Use of chloramphenicol as topical eye medication: time to cry halt?

Bone marrow aplasia also occurs with ocular use

Chloramphenicol accounts for over half the general medical services prescriptions for ocular antibiotics in the Republic of Ireland, while in the United Kingdom 55% of patients presenting to general practitioners with “red eyes” are treated with chloramphenicol eye ointment.1 The British National Formulary currently recommends chloramphenicol as the drug of choice for superficial eye infections. It has the advantage that it has a broad spectrum of activity and rarely causes local irritation or hypersensitivity, which may be a problem with other antibiotics. Yet on our wards we no longer prescribe topical ocular chloramphenicol. Why?

Since 1950, when Rich et al highlighted the relation between oral chloramphenicol and bone marrow aplasia,2 doctors have been well aware of this side effect. The first death resulting from bone marrow aplasia induced by chloramphenicol eye drops was described by Rosenthal and Blackman in 1955.3 Numerous subsequent articles directly implicated chloramphenicol eye drops in causing bone marrow aplasia,4 5 6 7 and after the publication of Fraunfelder et al's paper6 in 1982 the sale of chloramphenicol eye drops in the United States fell by 80% in two years.8 By 1993 the national register of drug induced ocular side effects (in Oregon) had received reports of 23 patients with blood dyscrasias that might have been related to topical ocular administration of chloramphenicol.8

This caution over the association is important since there are several problems in directly implicating ocular chloramphenicol as a cause of blood dyscrasias. Firstly, clinicians do not usually ask about eye drops or ointment when taking a drug history; secondly, many patients do not realise that they have used ocular chloramphenicol; thirdly, blood dyscrasias may develop weeks to months after treatment has been stopped9; and, finally, some of the reactions are idiosyncratic. All these difficulties underline the importance of an extensive drug history.
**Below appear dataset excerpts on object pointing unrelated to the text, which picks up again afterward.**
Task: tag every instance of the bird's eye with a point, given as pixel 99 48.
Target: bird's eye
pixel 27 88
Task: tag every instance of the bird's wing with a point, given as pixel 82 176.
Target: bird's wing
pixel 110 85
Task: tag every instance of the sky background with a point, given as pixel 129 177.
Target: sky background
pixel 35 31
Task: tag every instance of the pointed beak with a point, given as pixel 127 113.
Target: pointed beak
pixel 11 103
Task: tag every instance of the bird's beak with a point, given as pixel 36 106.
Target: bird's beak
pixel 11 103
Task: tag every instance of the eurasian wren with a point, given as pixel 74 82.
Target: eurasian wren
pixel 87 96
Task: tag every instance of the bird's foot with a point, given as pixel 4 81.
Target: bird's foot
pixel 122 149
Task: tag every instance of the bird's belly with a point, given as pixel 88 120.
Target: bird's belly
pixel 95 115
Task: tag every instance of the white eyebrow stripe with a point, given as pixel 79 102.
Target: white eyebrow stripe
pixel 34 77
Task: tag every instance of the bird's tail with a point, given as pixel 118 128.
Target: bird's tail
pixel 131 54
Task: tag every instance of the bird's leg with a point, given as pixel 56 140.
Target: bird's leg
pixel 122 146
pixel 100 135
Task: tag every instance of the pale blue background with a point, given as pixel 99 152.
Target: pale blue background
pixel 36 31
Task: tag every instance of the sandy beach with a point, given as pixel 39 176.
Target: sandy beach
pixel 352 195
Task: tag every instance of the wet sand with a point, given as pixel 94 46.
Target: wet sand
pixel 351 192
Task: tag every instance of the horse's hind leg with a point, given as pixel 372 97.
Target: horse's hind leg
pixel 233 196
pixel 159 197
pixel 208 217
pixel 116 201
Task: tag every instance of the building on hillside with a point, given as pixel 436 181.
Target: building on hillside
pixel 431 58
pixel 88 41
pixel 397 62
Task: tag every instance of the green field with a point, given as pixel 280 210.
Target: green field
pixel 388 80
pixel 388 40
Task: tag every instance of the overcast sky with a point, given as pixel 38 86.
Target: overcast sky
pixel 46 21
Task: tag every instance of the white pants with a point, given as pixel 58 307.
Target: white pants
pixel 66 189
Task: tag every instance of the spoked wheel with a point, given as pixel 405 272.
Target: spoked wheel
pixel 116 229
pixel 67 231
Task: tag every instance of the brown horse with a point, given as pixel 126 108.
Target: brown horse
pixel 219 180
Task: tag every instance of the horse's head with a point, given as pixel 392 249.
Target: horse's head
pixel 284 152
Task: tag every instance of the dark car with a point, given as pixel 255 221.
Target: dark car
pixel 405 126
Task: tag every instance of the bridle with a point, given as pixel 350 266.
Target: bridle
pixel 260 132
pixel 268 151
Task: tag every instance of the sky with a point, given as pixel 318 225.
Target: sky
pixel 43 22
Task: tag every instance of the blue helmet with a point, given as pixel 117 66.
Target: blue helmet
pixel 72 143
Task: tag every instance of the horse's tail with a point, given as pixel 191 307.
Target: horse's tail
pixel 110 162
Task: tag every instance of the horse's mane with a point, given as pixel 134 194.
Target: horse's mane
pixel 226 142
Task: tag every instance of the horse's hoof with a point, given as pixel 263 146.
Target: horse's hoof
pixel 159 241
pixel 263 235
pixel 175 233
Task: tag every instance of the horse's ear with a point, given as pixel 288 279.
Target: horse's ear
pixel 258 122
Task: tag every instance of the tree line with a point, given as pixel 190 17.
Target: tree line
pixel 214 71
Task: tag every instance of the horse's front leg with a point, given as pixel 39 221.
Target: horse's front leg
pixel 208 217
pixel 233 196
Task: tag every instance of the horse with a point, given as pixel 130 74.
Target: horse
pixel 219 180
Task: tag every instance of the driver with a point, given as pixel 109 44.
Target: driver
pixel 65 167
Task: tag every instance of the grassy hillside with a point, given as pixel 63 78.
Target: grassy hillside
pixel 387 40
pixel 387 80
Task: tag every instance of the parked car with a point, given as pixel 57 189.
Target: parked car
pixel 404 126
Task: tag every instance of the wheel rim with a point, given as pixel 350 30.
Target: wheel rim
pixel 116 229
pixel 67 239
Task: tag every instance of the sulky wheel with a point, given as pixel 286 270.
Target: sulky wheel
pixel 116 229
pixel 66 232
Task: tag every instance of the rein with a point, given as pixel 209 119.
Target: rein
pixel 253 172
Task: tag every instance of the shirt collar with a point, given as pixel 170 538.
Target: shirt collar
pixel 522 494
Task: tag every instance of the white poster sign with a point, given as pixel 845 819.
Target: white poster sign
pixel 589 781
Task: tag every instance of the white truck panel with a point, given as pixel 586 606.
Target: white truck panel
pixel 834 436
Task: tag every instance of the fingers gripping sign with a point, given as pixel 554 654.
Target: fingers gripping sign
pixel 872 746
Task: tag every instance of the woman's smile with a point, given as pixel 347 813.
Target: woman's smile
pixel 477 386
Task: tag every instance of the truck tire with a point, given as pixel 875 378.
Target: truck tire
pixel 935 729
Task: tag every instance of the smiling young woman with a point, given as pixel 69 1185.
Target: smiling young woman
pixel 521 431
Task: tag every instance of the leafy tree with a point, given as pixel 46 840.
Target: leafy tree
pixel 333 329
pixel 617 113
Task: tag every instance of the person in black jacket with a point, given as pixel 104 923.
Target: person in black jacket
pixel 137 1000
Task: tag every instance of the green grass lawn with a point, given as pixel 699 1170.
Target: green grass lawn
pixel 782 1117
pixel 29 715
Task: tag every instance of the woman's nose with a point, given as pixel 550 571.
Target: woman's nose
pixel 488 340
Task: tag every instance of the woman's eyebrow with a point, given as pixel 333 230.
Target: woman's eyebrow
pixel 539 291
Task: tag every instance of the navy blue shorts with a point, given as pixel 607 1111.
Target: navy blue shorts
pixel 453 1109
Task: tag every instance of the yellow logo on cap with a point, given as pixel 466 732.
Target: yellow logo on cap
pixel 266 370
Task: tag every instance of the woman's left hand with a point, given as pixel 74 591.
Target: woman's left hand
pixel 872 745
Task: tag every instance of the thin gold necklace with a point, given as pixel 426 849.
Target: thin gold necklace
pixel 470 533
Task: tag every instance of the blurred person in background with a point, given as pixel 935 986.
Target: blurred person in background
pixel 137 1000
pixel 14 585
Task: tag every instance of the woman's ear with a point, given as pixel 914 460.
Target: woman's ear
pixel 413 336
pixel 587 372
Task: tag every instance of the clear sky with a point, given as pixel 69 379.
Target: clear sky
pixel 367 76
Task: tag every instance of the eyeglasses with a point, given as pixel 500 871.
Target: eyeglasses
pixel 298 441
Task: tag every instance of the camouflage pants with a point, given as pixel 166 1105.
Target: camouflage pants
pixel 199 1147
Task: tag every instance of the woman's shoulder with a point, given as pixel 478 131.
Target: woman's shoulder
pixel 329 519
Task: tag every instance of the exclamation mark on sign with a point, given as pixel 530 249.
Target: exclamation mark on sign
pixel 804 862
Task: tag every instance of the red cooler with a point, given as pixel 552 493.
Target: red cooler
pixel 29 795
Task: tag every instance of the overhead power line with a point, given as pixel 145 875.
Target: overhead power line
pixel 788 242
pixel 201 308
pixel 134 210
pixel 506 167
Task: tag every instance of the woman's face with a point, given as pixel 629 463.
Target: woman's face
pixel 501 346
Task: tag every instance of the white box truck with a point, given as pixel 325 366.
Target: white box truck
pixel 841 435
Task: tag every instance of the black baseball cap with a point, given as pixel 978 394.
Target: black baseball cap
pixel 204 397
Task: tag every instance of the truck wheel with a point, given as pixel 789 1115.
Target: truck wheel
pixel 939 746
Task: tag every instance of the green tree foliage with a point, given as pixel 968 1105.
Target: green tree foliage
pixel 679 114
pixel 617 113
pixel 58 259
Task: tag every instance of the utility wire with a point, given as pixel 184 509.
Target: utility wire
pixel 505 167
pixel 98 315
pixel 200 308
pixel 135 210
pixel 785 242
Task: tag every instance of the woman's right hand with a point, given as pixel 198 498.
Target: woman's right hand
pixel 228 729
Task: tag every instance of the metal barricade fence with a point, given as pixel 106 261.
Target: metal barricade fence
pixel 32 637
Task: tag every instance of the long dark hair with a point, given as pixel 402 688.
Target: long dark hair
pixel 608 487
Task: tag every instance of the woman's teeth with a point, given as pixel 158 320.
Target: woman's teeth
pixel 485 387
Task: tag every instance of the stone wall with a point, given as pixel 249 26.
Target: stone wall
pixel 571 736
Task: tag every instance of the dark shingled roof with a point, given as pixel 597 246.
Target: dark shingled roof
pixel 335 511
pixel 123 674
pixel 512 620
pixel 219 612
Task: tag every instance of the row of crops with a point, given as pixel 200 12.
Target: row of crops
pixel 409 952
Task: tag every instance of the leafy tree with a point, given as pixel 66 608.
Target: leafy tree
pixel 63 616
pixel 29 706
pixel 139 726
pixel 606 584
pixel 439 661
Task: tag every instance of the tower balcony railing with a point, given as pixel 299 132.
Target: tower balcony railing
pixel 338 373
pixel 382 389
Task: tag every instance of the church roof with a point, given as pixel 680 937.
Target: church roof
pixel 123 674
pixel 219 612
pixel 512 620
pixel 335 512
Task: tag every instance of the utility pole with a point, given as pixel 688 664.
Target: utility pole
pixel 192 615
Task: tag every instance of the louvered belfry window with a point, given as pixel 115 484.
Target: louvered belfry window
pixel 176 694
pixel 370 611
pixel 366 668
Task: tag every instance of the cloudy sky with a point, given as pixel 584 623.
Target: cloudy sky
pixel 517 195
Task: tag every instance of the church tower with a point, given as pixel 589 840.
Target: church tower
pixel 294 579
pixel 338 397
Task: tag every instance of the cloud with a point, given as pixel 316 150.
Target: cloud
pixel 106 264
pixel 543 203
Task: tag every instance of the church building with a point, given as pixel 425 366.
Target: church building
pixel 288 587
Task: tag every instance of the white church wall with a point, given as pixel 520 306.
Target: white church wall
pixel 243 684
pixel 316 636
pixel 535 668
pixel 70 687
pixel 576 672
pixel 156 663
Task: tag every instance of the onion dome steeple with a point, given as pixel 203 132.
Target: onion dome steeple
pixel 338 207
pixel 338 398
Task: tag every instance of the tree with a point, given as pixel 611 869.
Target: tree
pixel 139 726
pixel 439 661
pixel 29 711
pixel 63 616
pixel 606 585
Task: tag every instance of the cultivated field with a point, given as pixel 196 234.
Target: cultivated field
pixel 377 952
Oral chloramphenicol causes two types of bone marrow toxicity.6 The first is a dose related reversible depression generally affecting erythroid cells, which is thought to be mediated by mitochondrial injury; the second is an idiosyncratic reaction, which affects all three cell lines and is generally fatal. In the second type a nitroreduction derivative of chloramphenicol produced by a predisposed patient is thought to induce damage to DNA in stem cells, leading to blood dyscrasias. The ultimate toxic derivative of chloramphenicol may be produced in the marrow in situ, thus making the marrow both the site of metabolic conversion and the target of injury. Genotoxicity in stem cells may make them non-proliferative or, alternatively, may initiate marrow damage mediated by the immune system. The occurrence of aplastic anaemia with the small doses characteristic of topical chloramphenicol is thus consistent with the hypothesis of an individual metabolic predisposition.8 Ocular chloramphenicol may therefore cause this idiosyncratic reaction only in genetically predisposed people, and a personal or family history of blood dyscrasias may be very important.

At present there are no accurate figures to estimate the precise risk of marrow aplasia after the ocular administration of chloramphenicol. We do, however, know that the overall risk of developing aplastic anaemia after oral administration of chloramphenicol is 1 in 30000 to 1 in 50000,6 which is 13 times greater than the risk of idiopathic aplastic anaemia in the population as a whole. Since topical administration achieves systemic effects by absorption through the conjunctival membrane10 or through drainage down the lacrimal duct with eventual absorption from the gastrointestinal tract, we can postulate that the risk may be similar to that after oral administration of the antibiotic.

Although the numbers of documented cases of aplastic anaemia associated with topical chloramphenicol are few, the tragic consequences in previously healthy patients cannot be ignored.11 From our review of published reports we find it difficult to justify subjecting patients to this potential risk—except when the ocular infection is resistant to all other available antibiotics. The prescribing habits of doctors on the other side of the Atlantic support this approach. In the United States the Physician Desk Reference emphasises with repeated boxed warnings the importance of not using ocular chloramphenicol unless there is no alternative. Framycetin and fusidic acid are but two of many safer and equally effective preparations in the treatment of most superficial eye infections. All doctors should follow the example of their American colleagues in restricting their use of ocular chloramphenicol.